Economy. I’m going to keep using that word as I read through David Eddings’ multi-volume opus. It’s economical. In a good way. Usually. Not always. Economy of writing (and therefore, economy of reading). At $7.99 pop at the bookstore (assuming you can’t find a used copy of a particular edition), it’s also economical to purchase.

Now the bad. He’s starting to write about teen romance. No fantasy writer ever gets that right. Eddings, like most, understands that a fifteen year old is usually confused by their feelings and often don’t actually understand what would be perfectly obvious to an adult able to penetrate teen culture long enough to observe. What he doesn’t get, and neither do many others, is that fifteen year old are also horribly and frighteningly horny and prone to fingernail on chalkboard grating bouts of pseudo-romantic melodrama.

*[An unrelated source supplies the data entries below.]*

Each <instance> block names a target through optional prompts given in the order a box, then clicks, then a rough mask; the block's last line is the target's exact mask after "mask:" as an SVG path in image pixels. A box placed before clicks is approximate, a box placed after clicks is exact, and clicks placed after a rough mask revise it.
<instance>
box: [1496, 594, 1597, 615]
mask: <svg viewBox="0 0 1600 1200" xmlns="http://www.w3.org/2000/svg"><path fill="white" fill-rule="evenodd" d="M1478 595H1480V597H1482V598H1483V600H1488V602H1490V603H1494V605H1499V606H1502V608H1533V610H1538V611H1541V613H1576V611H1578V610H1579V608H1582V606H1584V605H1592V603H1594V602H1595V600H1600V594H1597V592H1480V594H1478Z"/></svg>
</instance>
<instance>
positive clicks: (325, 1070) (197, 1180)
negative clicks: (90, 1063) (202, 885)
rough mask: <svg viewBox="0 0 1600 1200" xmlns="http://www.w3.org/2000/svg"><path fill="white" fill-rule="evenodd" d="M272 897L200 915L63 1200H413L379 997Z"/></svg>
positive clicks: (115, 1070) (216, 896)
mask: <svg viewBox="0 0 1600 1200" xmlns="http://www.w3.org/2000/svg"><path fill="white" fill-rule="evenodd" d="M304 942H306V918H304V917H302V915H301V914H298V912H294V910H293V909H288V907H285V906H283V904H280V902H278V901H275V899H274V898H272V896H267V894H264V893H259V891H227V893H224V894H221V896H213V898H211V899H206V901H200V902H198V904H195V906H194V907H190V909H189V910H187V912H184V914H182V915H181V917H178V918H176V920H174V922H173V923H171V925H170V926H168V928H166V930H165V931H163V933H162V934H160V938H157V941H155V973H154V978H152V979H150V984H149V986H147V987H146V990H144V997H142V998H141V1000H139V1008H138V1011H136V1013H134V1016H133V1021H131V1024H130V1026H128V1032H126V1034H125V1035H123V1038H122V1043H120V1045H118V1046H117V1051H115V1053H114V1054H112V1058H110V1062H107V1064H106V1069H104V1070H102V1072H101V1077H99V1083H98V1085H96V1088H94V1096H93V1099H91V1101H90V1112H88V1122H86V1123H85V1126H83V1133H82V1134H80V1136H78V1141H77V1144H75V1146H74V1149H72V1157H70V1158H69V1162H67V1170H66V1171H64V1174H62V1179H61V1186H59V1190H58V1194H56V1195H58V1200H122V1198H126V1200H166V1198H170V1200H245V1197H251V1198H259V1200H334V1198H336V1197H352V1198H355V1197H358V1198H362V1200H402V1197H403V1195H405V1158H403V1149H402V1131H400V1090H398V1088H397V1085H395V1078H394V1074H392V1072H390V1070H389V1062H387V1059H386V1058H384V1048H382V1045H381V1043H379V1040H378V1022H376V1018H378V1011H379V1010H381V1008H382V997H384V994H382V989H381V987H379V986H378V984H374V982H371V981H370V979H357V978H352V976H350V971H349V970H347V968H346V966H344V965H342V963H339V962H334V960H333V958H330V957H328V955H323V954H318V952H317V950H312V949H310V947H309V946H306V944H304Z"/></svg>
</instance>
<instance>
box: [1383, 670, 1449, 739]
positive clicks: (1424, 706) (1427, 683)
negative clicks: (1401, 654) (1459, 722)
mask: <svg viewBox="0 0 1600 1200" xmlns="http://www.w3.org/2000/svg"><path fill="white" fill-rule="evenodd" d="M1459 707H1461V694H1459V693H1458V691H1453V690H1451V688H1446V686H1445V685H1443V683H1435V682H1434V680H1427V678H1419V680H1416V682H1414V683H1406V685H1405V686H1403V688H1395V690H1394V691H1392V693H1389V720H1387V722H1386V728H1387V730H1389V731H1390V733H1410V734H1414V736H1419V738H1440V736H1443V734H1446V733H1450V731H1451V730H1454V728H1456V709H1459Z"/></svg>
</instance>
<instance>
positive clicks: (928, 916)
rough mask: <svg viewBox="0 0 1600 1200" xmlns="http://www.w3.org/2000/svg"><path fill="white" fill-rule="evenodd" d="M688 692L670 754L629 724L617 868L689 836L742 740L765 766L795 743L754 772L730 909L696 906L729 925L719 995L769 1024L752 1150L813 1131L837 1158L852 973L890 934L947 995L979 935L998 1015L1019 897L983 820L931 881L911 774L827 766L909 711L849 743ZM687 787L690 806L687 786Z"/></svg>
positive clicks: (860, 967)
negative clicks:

The hero, Garion (or sometimes Belgarion) starts getting very powerful, very fast. Too fast for me. Too much economy, perhaps? And some of his uniqueness has a certain deux ex machina quality that I don’t like. Maybe it’s that we’re on the third book and too many characters seem too roughly drawn considering all the time we’ve spent with them. Again, too much economy getting in the way.

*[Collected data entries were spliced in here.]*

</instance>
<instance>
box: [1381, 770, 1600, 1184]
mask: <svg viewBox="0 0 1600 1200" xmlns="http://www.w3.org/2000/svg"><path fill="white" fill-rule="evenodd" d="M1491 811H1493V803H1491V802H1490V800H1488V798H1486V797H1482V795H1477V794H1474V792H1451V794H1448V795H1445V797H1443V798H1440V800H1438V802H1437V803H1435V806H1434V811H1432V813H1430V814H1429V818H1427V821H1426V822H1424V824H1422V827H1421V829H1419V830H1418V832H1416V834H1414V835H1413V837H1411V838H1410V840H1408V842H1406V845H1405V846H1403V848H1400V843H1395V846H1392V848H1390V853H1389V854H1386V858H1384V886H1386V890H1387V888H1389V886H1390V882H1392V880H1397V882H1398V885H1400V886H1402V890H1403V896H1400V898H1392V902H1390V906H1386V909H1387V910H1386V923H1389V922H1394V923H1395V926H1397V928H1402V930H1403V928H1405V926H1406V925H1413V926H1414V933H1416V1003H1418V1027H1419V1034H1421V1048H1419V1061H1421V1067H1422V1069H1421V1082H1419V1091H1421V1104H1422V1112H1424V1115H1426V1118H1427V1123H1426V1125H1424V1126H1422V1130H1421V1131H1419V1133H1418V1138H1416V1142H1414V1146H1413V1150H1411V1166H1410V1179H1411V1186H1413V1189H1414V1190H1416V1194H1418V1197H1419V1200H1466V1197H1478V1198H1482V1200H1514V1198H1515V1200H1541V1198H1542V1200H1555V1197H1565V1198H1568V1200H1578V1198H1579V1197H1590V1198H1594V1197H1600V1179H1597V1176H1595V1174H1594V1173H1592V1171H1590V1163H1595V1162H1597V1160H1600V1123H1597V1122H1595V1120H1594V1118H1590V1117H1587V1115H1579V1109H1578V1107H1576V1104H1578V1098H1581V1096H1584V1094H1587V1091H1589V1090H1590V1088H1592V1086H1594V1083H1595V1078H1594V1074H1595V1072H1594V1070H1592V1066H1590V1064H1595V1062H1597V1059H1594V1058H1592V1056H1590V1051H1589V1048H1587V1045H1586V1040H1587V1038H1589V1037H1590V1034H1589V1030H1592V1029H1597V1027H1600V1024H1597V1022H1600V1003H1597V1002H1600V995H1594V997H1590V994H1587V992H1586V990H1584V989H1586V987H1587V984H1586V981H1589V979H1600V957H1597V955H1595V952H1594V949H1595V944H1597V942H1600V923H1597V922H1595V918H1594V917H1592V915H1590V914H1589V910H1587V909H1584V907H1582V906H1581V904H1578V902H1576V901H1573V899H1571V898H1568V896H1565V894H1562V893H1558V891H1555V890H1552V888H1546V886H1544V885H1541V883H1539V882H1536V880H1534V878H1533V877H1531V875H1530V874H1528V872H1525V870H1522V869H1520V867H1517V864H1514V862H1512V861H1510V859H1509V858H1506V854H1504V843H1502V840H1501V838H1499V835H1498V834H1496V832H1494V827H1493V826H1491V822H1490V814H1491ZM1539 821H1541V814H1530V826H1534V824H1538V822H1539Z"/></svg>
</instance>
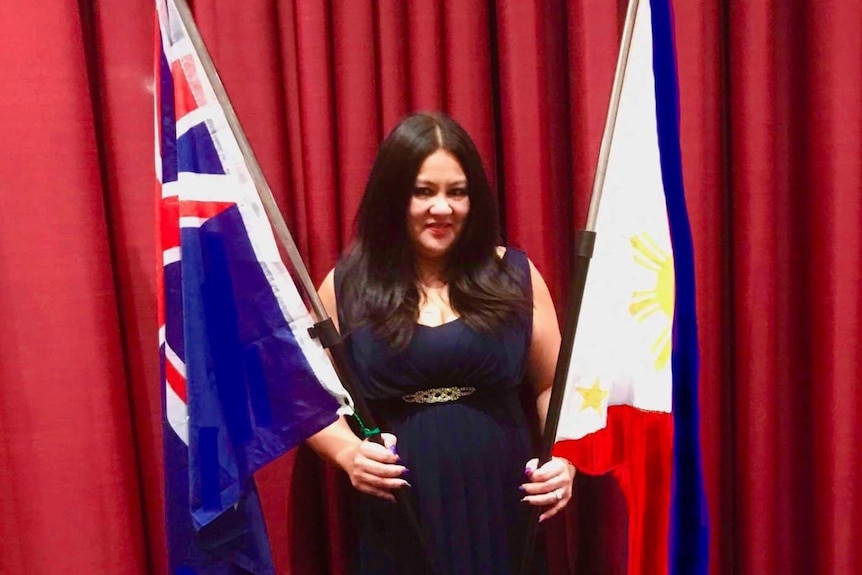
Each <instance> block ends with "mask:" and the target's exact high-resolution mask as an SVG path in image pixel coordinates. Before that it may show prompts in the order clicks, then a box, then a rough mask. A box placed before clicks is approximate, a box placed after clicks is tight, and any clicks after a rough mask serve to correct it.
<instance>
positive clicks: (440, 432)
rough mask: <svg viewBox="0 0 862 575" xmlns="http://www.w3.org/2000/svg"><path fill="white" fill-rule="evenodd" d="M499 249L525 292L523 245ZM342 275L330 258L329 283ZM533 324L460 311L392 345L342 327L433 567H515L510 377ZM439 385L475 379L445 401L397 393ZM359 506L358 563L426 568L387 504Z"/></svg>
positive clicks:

The book, while not actually third person limited, does tend to focus on incidents where the young hero, Garion, is directly present. On the whole that’s fine and dandy but I did start to get a little disappointed at so much happening offstage, as it were. A lot of fun, tricksy, magical, violent stuff seems to be happening… elsewhere. I’d like to have seen some more of it.

The climax was… I don’t want to call it exciting, but perhaps… intense? Certainly, Eddings is more than capable of good fantasy writing and he accomplishes some here.